Introduction to Spark 2.0 - Part 3 : Porting Code from RDD API to Dataset API
Spark 2.0 is the next major release of Apache Spark. This release brings major changes to abstractions, API’s and libraries of the platform. This release sets the tone for next year’s direction of the framework. So understanding these few features is critical to understand for the ones who want to make use all the advances in this new release. So in this series of blog posts, I will be discussing about different improvements landing in Spark 2.0.
This is the third blog in series, where I will be discussing about how to port your RDD based code to Dataset API. You can access all the posts in the series here.
TL;DR All code examples are available on github.
RDD to Dataset
Dataset API combines best of RDD and DataFrame API’s in one API. Many API’s in Dataset mimic the RDD API though they differ a lot in the implementation. So most of RDD code can be easily ported to Dataset API. In this post, I will be sharing few code snippets to show how a given code in RDD API can be written in Dataset API.
##1. Loading Text Data
RDD
val rdd = sparkContext.textFile("src/main/resources/data.txt")
Dataset
val ds = sparkSession.read.text("src/main/resources/data.txt")
2. Calculating count
###RDD
rdd.count()
Dataset
ds.count()
3. WordCount Example
RDD
val wordsRDD = rdd.flatMap(value => value.split("\\s+"))

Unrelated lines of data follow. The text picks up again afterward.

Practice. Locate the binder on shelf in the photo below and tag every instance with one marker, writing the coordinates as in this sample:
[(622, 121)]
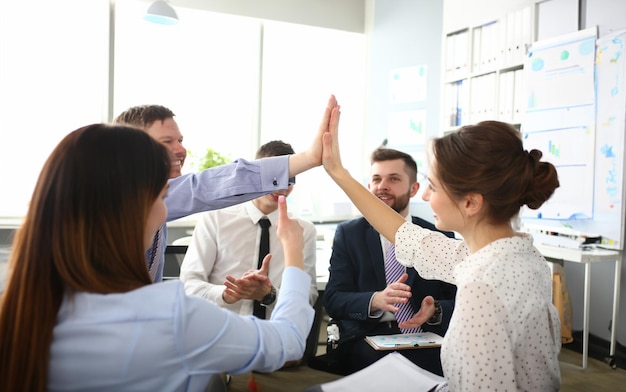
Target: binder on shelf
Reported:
[(518, 96), (510, 39), (518, 38), (461, 54), (527, 31), (477, 57), (505, 101)]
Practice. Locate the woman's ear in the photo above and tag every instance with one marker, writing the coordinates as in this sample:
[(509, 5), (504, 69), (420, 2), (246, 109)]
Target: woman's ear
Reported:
[(473, 204), (414, 188)]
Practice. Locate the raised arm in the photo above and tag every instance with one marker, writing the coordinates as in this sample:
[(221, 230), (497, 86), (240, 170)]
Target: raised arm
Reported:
[(385, 220), (312, 157), (291, 235)]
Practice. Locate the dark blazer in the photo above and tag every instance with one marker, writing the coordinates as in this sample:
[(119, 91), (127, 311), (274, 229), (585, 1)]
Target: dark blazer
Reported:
[(357, 270)]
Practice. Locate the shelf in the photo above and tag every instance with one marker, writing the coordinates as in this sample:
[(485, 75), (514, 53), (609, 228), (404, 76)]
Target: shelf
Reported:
[(484, 70)]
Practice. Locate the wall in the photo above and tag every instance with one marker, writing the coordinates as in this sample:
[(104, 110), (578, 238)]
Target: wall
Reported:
[(402, 33), (346, 15)]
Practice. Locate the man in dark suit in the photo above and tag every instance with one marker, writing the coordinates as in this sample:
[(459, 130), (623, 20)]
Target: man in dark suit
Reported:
[(357, 295)]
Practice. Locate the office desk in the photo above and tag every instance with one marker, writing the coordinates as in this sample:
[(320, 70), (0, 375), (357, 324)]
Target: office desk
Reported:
[(588, 257)]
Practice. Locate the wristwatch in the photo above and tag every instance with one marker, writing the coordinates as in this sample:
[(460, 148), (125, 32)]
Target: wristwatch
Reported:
[(436, 319), (270, 298)]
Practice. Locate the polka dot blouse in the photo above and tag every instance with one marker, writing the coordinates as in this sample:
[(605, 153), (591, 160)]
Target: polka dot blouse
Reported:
[(504, 335)]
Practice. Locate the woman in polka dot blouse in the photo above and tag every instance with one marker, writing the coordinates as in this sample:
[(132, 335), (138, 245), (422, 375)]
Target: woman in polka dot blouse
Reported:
[(505, 333)]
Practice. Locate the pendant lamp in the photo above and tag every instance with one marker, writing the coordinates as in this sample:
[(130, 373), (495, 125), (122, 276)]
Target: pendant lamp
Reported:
[(161, 13)]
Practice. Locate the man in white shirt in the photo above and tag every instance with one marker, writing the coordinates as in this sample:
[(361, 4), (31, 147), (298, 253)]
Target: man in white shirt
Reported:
[(221, 261)]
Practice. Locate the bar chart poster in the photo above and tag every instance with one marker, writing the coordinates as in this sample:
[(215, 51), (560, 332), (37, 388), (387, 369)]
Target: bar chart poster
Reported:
[(560, 120)]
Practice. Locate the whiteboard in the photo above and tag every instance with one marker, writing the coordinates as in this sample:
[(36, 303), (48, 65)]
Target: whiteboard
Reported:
[(607, 212), (560, 120)]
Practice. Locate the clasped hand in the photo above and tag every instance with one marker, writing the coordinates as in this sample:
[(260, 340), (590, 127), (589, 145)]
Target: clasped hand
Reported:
[(254, 284)]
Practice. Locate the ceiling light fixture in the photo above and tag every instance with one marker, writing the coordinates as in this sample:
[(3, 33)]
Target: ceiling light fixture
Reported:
[(161, 13)]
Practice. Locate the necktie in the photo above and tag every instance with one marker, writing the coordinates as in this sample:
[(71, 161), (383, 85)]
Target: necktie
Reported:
[(264, 249), (393, 271)]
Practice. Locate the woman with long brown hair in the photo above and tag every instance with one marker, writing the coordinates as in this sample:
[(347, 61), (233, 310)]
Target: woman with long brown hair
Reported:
[(79, 312), (504, 334)]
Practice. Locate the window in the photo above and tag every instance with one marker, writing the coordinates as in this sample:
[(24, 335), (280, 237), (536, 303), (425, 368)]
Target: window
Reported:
[(52, 81), (234, 83)]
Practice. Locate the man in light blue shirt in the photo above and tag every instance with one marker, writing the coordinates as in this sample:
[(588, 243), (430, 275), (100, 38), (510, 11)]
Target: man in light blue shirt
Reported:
[(217, 187)]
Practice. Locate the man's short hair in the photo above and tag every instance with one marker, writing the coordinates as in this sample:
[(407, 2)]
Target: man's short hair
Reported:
[(144, 116), (273, 149)]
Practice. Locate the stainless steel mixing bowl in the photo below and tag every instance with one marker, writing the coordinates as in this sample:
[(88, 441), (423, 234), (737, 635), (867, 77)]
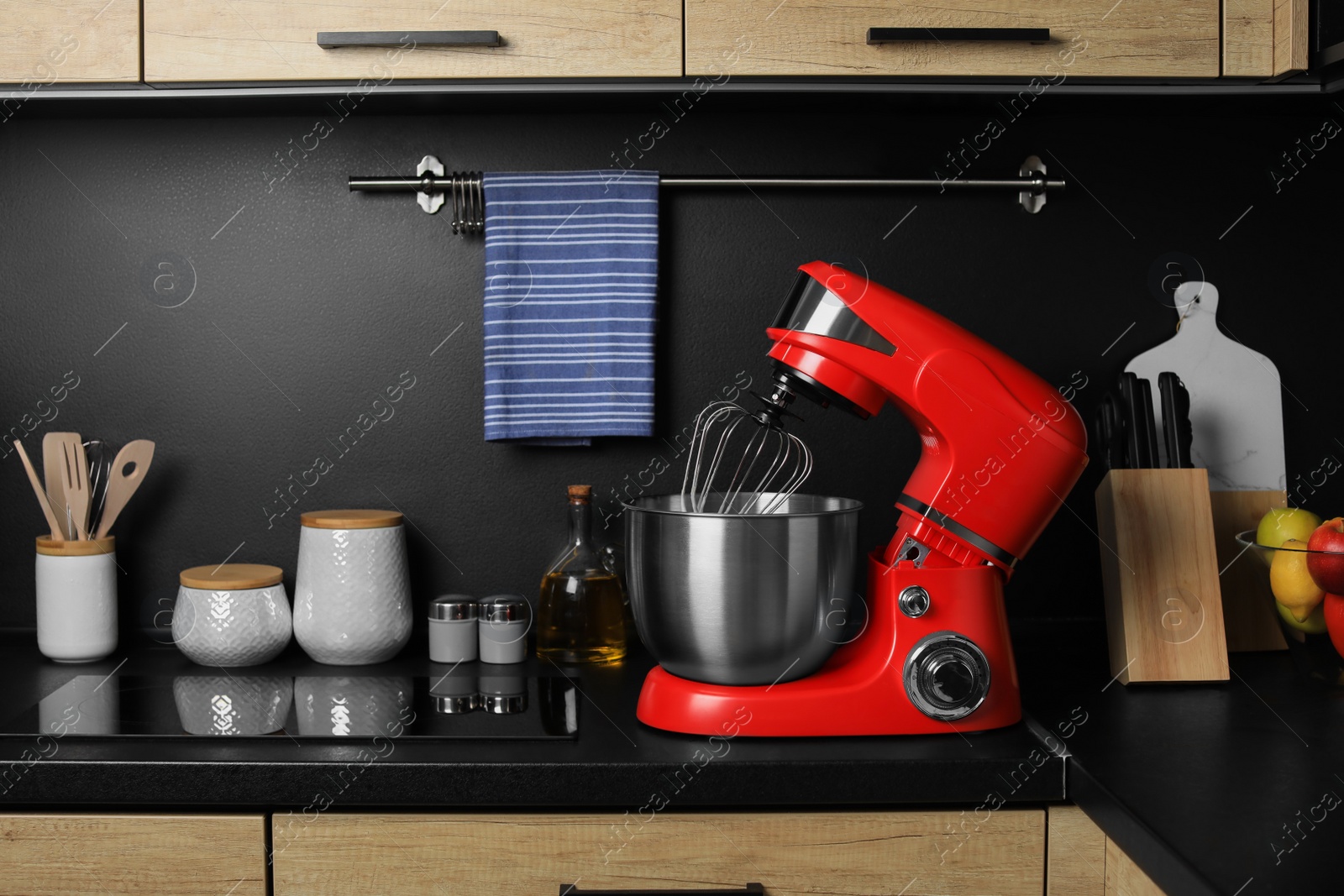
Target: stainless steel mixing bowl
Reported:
[(743, 600)]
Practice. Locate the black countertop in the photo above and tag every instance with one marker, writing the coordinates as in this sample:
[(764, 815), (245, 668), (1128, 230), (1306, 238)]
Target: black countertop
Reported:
[(615, 762), (1198, 783)]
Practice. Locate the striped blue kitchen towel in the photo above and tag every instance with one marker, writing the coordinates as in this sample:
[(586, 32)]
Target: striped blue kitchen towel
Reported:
[(571, 262)]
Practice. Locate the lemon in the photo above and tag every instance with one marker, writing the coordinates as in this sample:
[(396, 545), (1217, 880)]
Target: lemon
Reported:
[(1290, 580), (1315, 622)]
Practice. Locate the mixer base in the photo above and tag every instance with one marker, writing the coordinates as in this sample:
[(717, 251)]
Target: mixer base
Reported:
[(860, 689)]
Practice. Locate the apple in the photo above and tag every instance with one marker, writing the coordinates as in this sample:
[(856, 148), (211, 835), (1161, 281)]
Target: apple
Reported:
[(1334, 609), (1281, 524), (1327, 560), (1315, 624), (1290, 580)]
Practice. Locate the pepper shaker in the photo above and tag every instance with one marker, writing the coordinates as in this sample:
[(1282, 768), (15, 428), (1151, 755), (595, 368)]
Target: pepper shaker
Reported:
[(504, 620), (452, 629)]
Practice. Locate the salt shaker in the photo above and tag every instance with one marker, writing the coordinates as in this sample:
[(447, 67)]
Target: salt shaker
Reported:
[(353, 593), (77, 600), (452, 629), (504, 620)]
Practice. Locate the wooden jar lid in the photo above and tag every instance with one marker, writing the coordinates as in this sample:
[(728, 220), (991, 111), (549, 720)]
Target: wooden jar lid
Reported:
[(232, 577), (87, 548), (349, 519)]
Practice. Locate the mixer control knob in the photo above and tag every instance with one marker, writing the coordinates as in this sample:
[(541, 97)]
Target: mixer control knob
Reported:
[(913, 600), (947, 674)]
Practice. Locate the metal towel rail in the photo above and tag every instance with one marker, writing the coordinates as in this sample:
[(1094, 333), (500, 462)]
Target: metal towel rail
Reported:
[(434, 187)]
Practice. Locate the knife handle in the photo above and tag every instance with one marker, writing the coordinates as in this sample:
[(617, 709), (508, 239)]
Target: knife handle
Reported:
[(1167, 389), (1136, 434), (1184, 437), (1148, 423)]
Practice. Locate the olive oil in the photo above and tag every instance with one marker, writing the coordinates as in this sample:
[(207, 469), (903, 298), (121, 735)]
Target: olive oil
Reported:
[(581, 610), (582, 618)]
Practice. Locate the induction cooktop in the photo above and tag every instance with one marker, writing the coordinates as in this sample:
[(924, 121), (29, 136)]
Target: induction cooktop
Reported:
[(475, 701)]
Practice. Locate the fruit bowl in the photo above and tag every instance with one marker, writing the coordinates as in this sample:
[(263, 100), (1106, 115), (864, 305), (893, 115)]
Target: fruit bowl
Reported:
[(1315, 649)]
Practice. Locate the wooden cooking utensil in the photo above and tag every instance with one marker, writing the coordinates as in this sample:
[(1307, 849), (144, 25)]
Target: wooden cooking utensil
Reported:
[(57, 530), (121, 484), (77, 485), (54, 479)]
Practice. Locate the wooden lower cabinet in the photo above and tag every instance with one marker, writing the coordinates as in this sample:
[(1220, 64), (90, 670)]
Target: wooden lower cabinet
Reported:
[(1082, 862), (145, 855), (851, 853)]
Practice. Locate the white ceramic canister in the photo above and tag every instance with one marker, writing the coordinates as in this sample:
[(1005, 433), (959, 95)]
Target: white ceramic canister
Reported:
[(353, 707), (232, 614), (353, 593), (77, 600), (233, 705)]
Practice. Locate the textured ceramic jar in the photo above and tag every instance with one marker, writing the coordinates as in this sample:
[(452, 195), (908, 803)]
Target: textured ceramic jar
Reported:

val wordsPair = wordsRDD.map(word => (word,1))
val wordCount = wordsPair.reduceByKey(_+_)
Dataset
import sparkSession.implicits._
val wordsDs = ds.flatMap(value => value.split("\\s+"))
val wordsPairDs = wordsDs.groupByKey(value => value)
val wordCountDs = wordsPairDs.count()
4. Caching
RDD
rdd.cache()
Dataset
ds.cache()
5. Filter
RDD
val filteredRDD = wordsRDD.filter(value => value =="hello")
Dataset
val filteredDS = wordsDs.filter(value => value =="hello")
6. Map Partitions
RDD
val mapPartitionsRDD = rdd.mapPartitions(iterator => List(iterator.count(value => true)).iterator)
Dataset
val mapPartitionsDs = ds.mapPartitions(iterator => List(iterator.count(value => true)).iterator)
7. reduceByKey
RDD
val reduceCountByRDD = wordsPair.reduceByKey(_+_)
Dataset
val reduceCountByDs = wordsPairDs.mapGroups((key,values) =>(key,values.length))
7. Conversions
RDD
val dsToRDD = ds.rdd
Dataset
Converting a RDD to dataframe is little bit work as we need to specify the schema. Here we are showing how to convert RDD[String] to DataFrame[String].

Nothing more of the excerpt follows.